Bo Burnham, um dos grandes génios da comédia contemporânea (com apenas 30 anos), disse (muito acertadamente), numa entrevista à CBS, o seguinte acerca deste tema: “I just think that comics are cry babies. (…) You get up there and talk for an hour and then they [the public] have an impulse to be heard too; if its “rock ‘n’roll” who cares what they [the public] think about it? And truly, political correctness with young people for me it’s an overcorrection for a serious problem like bigotry and racism. (…) No comedians are being thrown in jail; they are getting lit up on Twitter maybe a few sometimes and that’s wrong and maybe bad sometimes but again this is from people who have had their opinions heard relentlessly (…) and then a blogger stands up, expresses their opinion and its like “WHAT?!”…(…) How do you not understand that the audience has the same impulse you do?” [5]
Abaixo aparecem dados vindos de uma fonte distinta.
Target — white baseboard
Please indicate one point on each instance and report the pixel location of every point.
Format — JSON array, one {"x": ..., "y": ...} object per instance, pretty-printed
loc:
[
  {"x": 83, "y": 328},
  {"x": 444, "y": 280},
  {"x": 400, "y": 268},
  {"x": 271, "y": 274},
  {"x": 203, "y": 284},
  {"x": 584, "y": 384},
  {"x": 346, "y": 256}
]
Normalmente, por culpa da natureza de onde provêm as críticas à ficção que é a “cancel culture” e ao “politicamente correto”, o lado mais ouvido é sempre aquele que tem mais mediatismo, ou seja, o dos ditos “famosos” ou “conhecidos”, daí que seja tão refrescante e essencial ouvir pessoas como Bo Burnham, Whitney Cummings ou Seth Rogen (que recentemente deu uma entrevista à Good Morning Britain onde fez a seguinte afirmação: “To me when I see comedians complaining about this kind of thing [cancel culture], I don’t understand what they’re complaining about. If you’ve made a joke that’s aged terribly, accept it. And if you don’t think it’s aged terribly, then say that [6]) que, para além de serem seguidos mundialmente, são figuras exemplares do que é ser bem-sucedido na sua área sem necessitarem de se vitimizar com problemas fictícios.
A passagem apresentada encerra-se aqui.